Problem: I am trying to match the href of the "lol" anchor.
Note: I know this can be done with Perl HTML parsing modules, and my question is not about parsing HTML in Perl. My question is about the regular expression itself and the HTML is just an example.
Test case: I have four tests for .*?
and [^"]
. The two first produce the expected result. However the third doesn't and the fourth just does, but I don't understand why.
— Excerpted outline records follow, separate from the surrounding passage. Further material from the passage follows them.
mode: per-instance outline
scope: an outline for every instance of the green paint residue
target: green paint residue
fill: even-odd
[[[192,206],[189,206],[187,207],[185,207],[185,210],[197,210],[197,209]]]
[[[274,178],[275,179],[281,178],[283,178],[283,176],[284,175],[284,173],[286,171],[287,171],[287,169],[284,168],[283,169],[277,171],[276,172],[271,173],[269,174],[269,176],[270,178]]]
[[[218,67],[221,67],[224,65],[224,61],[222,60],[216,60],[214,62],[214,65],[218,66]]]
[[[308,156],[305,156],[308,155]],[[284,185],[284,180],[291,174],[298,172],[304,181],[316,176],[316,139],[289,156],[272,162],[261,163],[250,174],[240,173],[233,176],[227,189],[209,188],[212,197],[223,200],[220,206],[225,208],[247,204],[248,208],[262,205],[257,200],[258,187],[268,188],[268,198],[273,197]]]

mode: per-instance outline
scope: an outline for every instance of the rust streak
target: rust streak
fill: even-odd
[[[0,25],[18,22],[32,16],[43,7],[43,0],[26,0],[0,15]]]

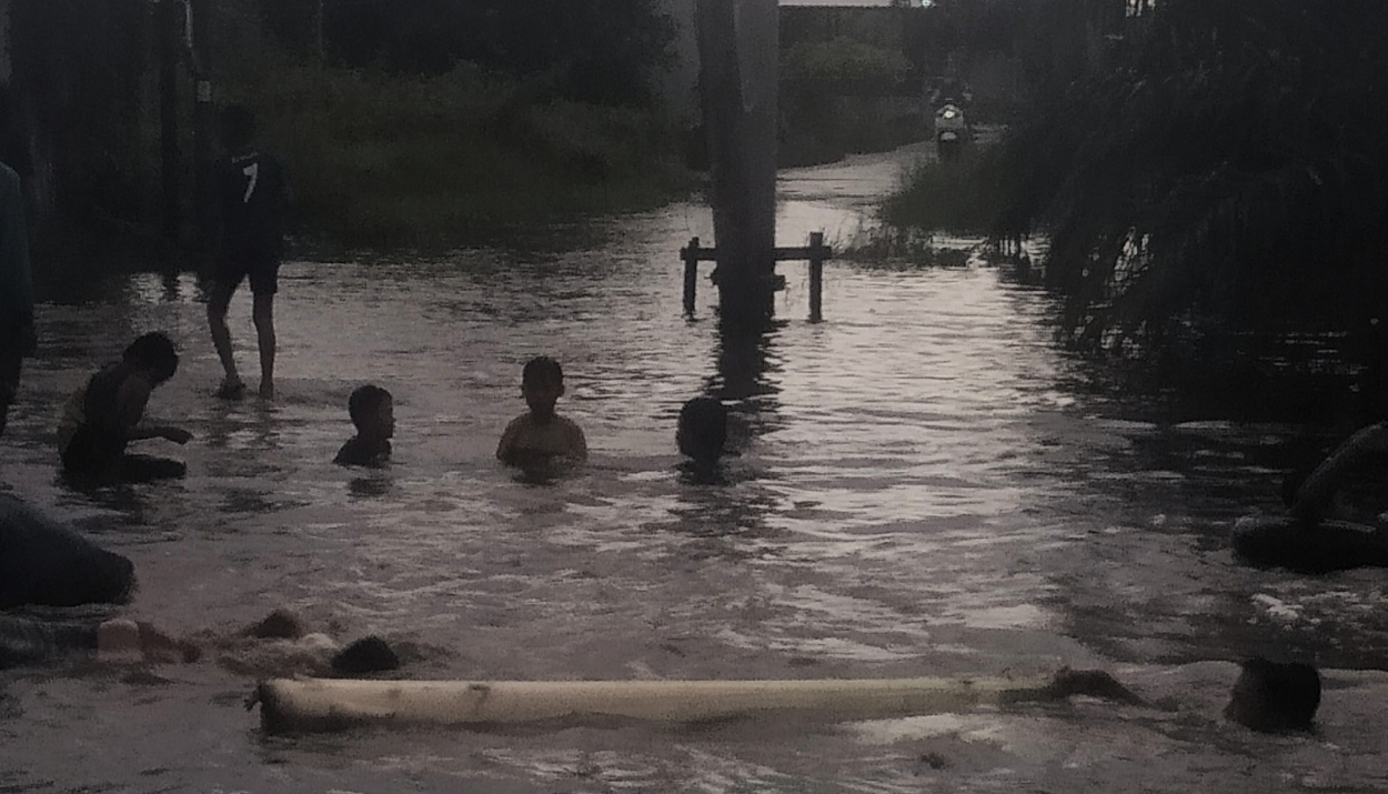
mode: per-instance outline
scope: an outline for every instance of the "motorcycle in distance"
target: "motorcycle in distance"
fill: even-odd
[[[936,111],[936,151],[941,161],[958,160],[969,142],[969,124],[959,105],[947,103]]]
- Why does the third test fail in both tests for
.*?
and[^"]
? Shouldn't the non-greedy operator work? - Why does the fourth test work in both tests for
.*?
and[^"]
? I don't understand why including a.*
in front changes the regex (the third and fourth tests are the same except the.*
in front).
I probably don't understand exactly how these regex work. A Perl Cookbook recipe mentions something, but I don't think it answers my question.
use strict;
my $content=<<EOF;
<a href="/hoh/hoh/hoh/hoh/hoh" class="hoh">hoh</a>
<a href="/foo/foo/foo/foo/foo" class="foo">foo </a>
<a href="/bar/bar/bar/bar/bar" class="bar">bar</a>
<a href="/lol/lol/lol/lol/lol" class="lol">lol</a>
<a href="/koo/koo/koo/koo/koo" class="koo">koo</a>
EOF
print "| $1 | \n\nThat's ok\n" if $content =~ m~href="(.*?)"~s ;
print "\n---------------------------------------------------\n";
print "| $1 | \n\nThat's ok\n" if $content =~ m~href="(.*?)".*>lol~s ;
print "\n---------------------------------------------------\n";
print "| $1 | \n\nWhy does not the 2nd non-greedy '?' work?\n"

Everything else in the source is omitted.